Depuis que je me déplace avec Patty je me sens moins seule, plus sûre de moi et ma démarche est plus naturelle. J'ai confiance en elle, je sais qu'elle est capable de me signaler les situations dangereuses pour moi et de me désobéir si cela s'avère nécessaire. Je me déplace sans appréhension dans des lieux inconnus, je peux m'aventurer à modifier ma trajectoire dans le cas où des travaux m'empêchent d'emprunter mon chemin habituel... le nombre de mes trajets s'est considérablement accru, et, ne me sentant plus dépendante de bonnes âmes qui voudraient bien m'aider en cas de difficulté, j'hésite moins à demander des renseignements à mon prochain.

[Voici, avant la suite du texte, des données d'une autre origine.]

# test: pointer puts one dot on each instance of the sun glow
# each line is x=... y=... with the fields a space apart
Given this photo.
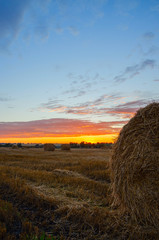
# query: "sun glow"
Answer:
x=92 y=138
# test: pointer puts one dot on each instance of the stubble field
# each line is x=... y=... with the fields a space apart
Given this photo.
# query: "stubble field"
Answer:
x=58 y=195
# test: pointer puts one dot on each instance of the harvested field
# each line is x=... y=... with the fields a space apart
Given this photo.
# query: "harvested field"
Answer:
x=62 y=195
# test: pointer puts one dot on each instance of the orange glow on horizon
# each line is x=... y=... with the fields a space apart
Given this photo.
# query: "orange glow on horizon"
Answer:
x=92 y=138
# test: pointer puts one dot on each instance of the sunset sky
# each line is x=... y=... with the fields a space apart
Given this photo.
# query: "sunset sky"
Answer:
x=75 y=70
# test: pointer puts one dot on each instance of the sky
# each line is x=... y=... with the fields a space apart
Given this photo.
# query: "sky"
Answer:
x=75 y=70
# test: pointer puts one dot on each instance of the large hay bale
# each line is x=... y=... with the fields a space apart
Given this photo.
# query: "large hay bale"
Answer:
x=15 y=146
x=49 y=147
x=65 y=147
x=134 y=167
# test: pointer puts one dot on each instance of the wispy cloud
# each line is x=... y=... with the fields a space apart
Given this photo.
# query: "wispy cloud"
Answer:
x=58 y=127
x=148 y=35
x=11 y=16
x=99 y=107
x=155 y=8
x=124 y=7
x=134 y=70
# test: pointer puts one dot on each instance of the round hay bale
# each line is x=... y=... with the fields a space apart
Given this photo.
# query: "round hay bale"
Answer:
x=49 y=147
x=134 y=167
x=65 y=147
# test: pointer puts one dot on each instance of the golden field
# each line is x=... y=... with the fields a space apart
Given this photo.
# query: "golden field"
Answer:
x=59 y=195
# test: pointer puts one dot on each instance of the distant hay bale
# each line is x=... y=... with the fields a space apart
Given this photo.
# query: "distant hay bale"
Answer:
x=49 y=147
x=134 y=167
x=65 y=147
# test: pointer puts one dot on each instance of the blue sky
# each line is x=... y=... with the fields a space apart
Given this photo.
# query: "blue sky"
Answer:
x=87 y=60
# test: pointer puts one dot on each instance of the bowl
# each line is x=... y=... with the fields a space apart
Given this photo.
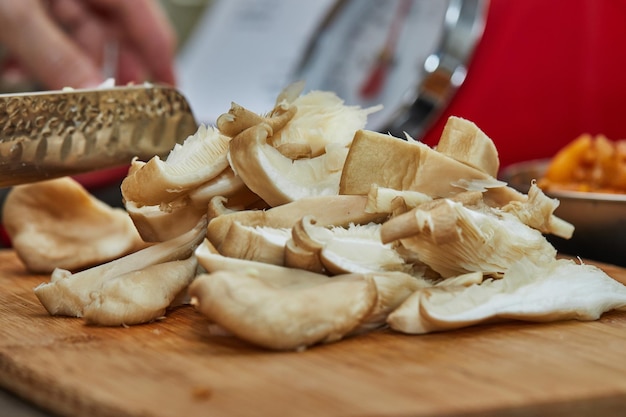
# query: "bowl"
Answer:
x=599 y=218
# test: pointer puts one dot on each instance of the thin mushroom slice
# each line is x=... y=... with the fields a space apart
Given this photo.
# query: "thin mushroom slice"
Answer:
x=140 y=296
x=339 y=210
x=164 y=221
x=278 y=179
x=67 y=294
x=561 y=290
x=275 y=275
x=465 y=142
x=322 y=118
x=57 y=223
x=392 y=288
x=453 y=239
x=385 y=200
x=355 y=249
x=537 y=211
x=256 y=243
x=200 y=158
x=282 y=318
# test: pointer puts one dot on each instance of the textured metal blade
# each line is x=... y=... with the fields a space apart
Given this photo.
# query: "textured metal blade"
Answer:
x=51 y=134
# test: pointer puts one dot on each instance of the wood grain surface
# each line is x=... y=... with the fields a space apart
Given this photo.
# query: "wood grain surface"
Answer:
x=173 y=367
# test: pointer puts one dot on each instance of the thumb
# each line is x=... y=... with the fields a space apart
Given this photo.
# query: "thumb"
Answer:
x=48 y=54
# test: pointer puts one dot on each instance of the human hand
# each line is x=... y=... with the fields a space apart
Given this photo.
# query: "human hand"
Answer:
x=66 y=43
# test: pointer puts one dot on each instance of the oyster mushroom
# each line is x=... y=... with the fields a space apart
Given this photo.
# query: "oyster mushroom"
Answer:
x=355 y=249
x=339 y=210
x=278 y=179
x=200 y=158
x=392 y=288
x=561 y=290
x=57 y=223
x=299 y=150
x=165 y=221
x=453 y=239
x=258 y=243
x=140 y=296
x=376 y=158
x=386 y=200
x=68 y=294
x=464 y=141
x=282 y=318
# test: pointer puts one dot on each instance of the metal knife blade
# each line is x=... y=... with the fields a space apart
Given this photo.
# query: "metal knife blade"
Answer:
x=50 y=134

Bref, vous aurez compris que mon chien guide m'est devenu précieux et que, désormais, je ne vis plus du tout mes déplacements comme avant ; c'est un autre univers qui s'est ouvert à moi ! Non seulement j'ai le sentiment d'avoir nettement accru mon autonomie, mais encore mon rapport aux autres s'en est trouvé également modifié. Grâce à Patty j'ai une sensation de plus grande liberté ; il m'est poussé des ailes !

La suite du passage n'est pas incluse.